Causes and risk factors: The exact cause for breast cancer is yet to be pinned down. However, risk factors are clearly identified, and women with risk factors need to watch out for warning signs.
- Family history: Of all the risk factors, the family history is the most important. Breast cancer runs in families, and if there is a first-degree relative with the breast cancer, the chances of developing it are almost double. Two genes BRCA1 and BRCA2 are the carriers of the disease, and this testing can be done in women to identify if they are at risk.
- Family history of other cancers: Even if there is no breast cancer, if there are other cancers that run in the family, watch out.
- Age: Women over 50 are at higher risk of developing breast cancer.
- Race: Caucasian and Jewish women are at higher risk of breast cancer than African-American women.
- Hormones: Greater exposure to the female hormone estrogen increases the chances of developing breast cancer. Women who use birth control pills for contraception and hormone replacement after menopause are at a higher risk of developing breast cancer.
- Gynecologic milestones: Women who have abnormal menstrual milestones need to watch out.
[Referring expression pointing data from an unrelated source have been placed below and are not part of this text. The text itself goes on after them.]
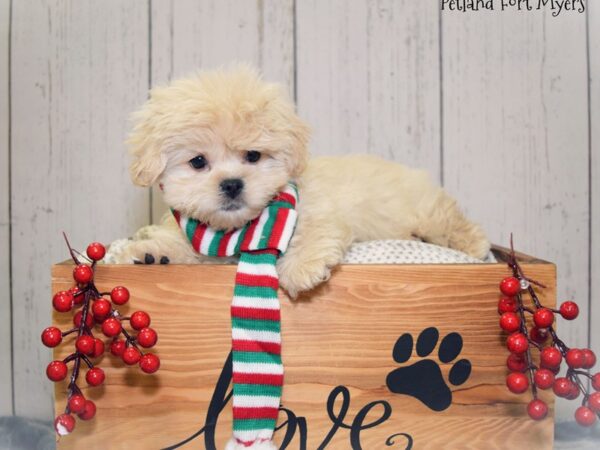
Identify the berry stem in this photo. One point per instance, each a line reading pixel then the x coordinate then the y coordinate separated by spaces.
pixel 518 274
pixel 72 330
pixel 71 251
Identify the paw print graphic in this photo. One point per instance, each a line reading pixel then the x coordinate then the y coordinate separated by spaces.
pixel 423 379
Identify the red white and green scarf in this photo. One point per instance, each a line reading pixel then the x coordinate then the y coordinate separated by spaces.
pixel 255 316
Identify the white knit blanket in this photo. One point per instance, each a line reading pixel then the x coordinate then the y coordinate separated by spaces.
pixel 408 252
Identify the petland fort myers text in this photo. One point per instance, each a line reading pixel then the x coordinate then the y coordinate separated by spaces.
pixel 556 6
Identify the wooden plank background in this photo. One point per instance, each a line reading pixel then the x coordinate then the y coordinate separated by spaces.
pixel 6 406
pixel 497 106
pixel 594 130
pixel 529 105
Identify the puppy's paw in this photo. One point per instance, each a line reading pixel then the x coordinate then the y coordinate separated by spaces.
pixel 296 278
pixel 125 251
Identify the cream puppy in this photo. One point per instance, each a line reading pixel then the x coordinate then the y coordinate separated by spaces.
pixel 222 143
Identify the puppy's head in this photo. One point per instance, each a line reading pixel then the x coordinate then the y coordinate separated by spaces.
pixel 221 143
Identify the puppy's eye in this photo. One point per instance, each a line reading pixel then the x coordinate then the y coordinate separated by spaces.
pixel 199 162
pixel 252 156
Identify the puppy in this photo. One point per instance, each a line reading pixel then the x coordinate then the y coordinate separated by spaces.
pixel 223 142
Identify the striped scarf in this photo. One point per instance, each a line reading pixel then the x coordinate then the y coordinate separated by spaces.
pixel 255 317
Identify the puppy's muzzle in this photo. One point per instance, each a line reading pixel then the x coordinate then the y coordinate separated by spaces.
pixel 232 187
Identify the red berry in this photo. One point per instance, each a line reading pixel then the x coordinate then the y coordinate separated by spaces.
pixel 544 379
pixel 562 386
pixel 119 295
pixel 517 343
pixel 539 335
pixel 89 320
pixel 56 371
pixel 550 357
pixel 517 382
pixel 147 337
pixel 594 402
pixel 131 355
pixel 543 318
pixel 95 376
pixel 85 344
pixel 510 286
pixel 537 409
pixel 63 301
pixel 596 381
pixel 139 320
pixel 83 273
pixel 575 358
pixel 589 358
pixel 51 337
pixel 64 424
pixel 149 363
pixel 516 363
pixel 101 308
pixel 76 403
pixel 507 304
pixel 574 392
pixel 96 251
pixel 569 310
pixel 78 295
pixel 585 416
pixel 111 327
pixel 510 322
pixel 117 347
pixel 98 348
pixel 89 411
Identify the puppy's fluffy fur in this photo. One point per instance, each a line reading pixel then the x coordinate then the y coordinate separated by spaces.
pixel 223 114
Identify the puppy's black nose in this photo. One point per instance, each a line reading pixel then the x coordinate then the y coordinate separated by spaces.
pixel 232 187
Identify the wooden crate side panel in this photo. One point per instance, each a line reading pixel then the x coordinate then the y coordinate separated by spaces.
pixel 343 336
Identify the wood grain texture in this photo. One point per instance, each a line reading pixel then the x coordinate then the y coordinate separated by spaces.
pixel 515 139
pixel 342 334
pixel 594 96
pixel 191 35
pixel 368 78
pixel 5 313
pixel 78 69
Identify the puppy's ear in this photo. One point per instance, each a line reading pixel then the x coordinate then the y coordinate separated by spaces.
pixel 145 147
pixel 299 133
pixel 284 121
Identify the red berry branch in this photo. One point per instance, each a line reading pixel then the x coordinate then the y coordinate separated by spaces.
pixel 542 337
pixel 94 309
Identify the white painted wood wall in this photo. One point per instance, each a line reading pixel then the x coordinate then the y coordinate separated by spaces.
pixel 502 108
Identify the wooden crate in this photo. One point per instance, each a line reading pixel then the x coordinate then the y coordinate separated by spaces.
pixel 337 352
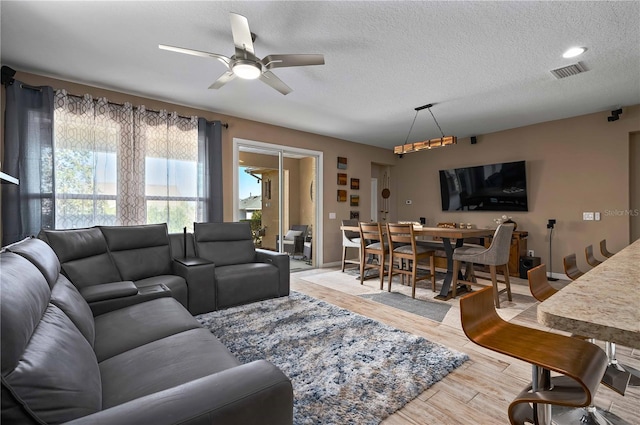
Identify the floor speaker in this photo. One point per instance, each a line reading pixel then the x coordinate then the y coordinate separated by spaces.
pixel 526 264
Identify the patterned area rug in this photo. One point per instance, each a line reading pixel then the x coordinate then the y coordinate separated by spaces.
pixel 431 310
pixel 345 368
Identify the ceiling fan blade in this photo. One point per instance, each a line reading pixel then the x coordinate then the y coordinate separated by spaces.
pixel 275 82
pixel 224 79
pixel 281 61
pixel 192 52
pixel 242 36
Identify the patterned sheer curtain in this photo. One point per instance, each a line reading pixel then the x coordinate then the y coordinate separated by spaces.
pixel 119 165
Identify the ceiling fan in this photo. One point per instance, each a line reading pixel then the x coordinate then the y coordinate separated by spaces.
pixel 245 64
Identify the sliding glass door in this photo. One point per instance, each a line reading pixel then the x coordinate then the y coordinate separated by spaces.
pixel 276 190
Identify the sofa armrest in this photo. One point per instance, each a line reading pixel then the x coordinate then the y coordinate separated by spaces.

These include those who attain menarche before 12 years of age, get pregnant after 30, attain menopause after 55, and have menstrual cycles shorter than 26 days or longer than 29 days.
- Obesity and alcohol abuse are also likely to increase a woman’s chances of developing breast cancer.
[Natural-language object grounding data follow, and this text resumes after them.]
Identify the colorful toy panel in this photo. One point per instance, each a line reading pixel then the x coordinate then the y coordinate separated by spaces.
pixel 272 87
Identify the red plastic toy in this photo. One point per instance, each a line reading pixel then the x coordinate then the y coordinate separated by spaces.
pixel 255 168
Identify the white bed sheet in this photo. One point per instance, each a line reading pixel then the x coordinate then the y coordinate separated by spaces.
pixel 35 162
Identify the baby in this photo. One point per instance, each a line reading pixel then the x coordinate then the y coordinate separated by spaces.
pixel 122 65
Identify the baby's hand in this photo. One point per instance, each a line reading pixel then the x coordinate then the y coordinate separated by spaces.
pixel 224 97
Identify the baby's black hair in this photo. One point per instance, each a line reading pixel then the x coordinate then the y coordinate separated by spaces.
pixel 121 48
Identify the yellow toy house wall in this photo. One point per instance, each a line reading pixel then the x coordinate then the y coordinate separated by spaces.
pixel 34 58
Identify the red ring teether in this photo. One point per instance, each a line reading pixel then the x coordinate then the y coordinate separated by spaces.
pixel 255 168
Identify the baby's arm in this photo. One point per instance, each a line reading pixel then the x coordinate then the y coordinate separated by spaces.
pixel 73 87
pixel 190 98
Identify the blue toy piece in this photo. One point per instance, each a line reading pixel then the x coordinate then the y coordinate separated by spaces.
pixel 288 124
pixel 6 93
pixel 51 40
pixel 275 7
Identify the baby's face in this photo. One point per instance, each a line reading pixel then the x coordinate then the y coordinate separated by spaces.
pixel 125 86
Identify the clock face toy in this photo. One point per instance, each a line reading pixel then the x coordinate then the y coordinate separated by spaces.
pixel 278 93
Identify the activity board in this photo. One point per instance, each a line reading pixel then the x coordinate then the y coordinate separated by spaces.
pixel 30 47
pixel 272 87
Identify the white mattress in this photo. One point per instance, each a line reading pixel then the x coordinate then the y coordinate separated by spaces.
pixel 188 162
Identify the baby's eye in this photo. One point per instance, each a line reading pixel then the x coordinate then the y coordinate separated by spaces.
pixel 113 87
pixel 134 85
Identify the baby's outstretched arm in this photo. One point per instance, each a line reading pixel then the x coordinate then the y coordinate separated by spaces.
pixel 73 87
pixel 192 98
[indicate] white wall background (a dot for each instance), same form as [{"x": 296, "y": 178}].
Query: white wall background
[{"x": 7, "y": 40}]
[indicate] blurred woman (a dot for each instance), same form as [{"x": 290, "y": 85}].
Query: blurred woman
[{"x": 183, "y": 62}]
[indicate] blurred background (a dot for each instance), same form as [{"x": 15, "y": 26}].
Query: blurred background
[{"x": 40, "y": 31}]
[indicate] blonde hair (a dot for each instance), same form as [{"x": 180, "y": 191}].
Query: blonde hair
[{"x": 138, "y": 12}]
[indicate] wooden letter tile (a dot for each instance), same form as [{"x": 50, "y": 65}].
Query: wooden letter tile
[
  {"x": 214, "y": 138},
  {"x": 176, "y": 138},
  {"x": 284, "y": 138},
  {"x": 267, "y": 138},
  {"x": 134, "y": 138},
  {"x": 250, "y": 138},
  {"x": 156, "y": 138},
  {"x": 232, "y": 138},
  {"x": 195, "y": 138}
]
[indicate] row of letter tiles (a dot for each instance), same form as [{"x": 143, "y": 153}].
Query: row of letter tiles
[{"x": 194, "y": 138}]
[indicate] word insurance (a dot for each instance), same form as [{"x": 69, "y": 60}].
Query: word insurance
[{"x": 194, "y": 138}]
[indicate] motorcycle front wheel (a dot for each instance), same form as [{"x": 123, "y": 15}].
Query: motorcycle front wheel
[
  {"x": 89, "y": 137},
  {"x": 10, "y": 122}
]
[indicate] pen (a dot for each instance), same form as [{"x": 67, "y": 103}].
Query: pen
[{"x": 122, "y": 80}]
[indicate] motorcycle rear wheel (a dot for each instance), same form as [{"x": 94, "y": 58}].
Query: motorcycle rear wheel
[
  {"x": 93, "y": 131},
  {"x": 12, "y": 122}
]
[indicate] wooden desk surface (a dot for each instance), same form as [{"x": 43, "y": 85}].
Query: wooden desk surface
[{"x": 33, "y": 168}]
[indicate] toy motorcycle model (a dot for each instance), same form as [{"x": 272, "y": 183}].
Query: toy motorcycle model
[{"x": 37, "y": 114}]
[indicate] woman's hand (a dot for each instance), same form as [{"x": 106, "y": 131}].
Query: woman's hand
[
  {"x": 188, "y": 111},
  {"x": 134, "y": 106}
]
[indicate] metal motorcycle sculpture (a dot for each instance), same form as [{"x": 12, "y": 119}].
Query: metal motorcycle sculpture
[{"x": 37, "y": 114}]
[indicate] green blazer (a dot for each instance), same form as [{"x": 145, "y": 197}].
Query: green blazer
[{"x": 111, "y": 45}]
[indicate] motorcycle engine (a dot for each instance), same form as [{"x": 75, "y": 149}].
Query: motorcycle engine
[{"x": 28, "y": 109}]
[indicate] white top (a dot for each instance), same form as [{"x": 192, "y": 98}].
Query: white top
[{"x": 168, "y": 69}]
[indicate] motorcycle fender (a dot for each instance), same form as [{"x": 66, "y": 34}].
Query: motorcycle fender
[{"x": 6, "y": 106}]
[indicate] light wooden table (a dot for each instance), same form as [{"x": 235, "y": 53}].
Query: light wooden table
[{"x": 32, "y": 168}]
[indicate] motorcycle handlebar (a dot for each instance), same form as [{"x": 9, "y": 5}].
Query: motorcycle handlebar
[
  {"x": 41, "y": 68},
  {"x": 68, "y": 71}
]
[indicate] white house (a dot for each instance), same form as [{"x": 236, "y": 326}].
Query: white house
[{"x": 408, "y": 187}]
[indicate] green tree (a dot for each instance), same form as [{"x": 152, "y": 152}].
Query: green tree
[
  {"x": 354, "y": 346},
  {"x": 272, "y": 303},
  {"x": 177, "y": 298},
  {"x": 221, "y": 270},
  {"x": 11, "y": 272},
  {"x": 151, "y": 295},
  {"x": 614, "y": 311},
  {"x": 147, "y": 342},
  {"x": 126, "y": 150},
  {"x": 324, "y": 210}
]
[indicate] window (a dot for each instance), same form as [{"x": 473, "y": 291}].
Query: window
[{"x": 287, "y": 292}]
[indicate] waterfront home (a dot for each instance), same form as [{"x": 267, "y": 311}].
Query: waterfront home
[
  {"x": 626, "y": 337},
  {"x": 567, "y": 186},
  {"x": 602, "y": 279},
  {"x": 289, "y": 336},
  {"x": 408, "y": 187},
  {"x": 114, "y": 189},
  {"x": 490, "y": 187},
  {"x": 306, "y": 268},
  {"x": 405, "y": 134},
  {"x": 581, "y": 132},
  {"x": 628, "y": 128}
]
Stages: Starting from stage 0, higher stages indicate advanced disease.
- Stage 0: The growth which has begun in the milk-producing tissue or the ducts has remained there (in situ) and not spread to any other area, including the rest of the breast.
- Stage I: The tissue slowly becomes invasive and has begun to affect the surrounding healthy tissue. It could have spread to the fatty breast tissue and some breast tissue may be found in the nearby lymph nodes.
- Stage II: The cancer at this stage grows considerably or spreads to other parts. There are chances that cancer may grow and also spread.
- Stage III: It may have spread to the bones or other organs but small amounts are present in up to 9 to 10 of the lymph nodes in the armpits and collar bones which makes it is difficult to fight.
- Stage IV: The cancer is widespread to far-flung areas like the liver, lungs, bones, and even the brain.
Screening: This is one of the most effective ways to identify the disease in its early stages. This will help in controlling cancer from spreading with minimal treatment.
- Self-examination: A thorough self-examination to look for changes in terms of shape, size, colour, contour, and firmness should be learned by all women. Watch for any discharge, sores, rashes, or swelling in the breasts, surrounding skin, and nipple. Examine them while standing and when lying down.
- In most women, annual screening mammograms are advised after the age of 40. However, in women who have a strong family history or genetic makeup, it is advisable to have screening mammograms starting at age 20 every 3 years and then annually from the age of 40.
- Women in high-risk categories should have screening mammograms every year and typically start at an earlier age.
- Ultrasound screening can also be given in addition to mammograms.
- Breast MRI is another way to screen for breast cancer if the risk is greater.
Breast Cancer Prevention: Now that there is so much awareness about causes and risk factors, there are definitely ways to prevent or delay the onset of the disease.
- Exercise and a healthy diet with reduced amount of alcohol are definitely effective in minimising the chances of developing cancer.
- Tamoxifen is used in women who are at high risk for breast cancer.
- Evista (raloxifene) which is used to treat osteoporosis after menopause. It is also widely used in preventing breast cancer.
- In high-risk women, breasts are surgically removed to prevent the development of cancer (preventive mastectomy).
Treatment: As with all cancers, treatment would depend on the stage at which it is identified and include a combination of chemotherapy, radiation, and surgery. As noted earlier, if you are at risk, look out for warning signs as early diagnosis is the key to maximum recovery.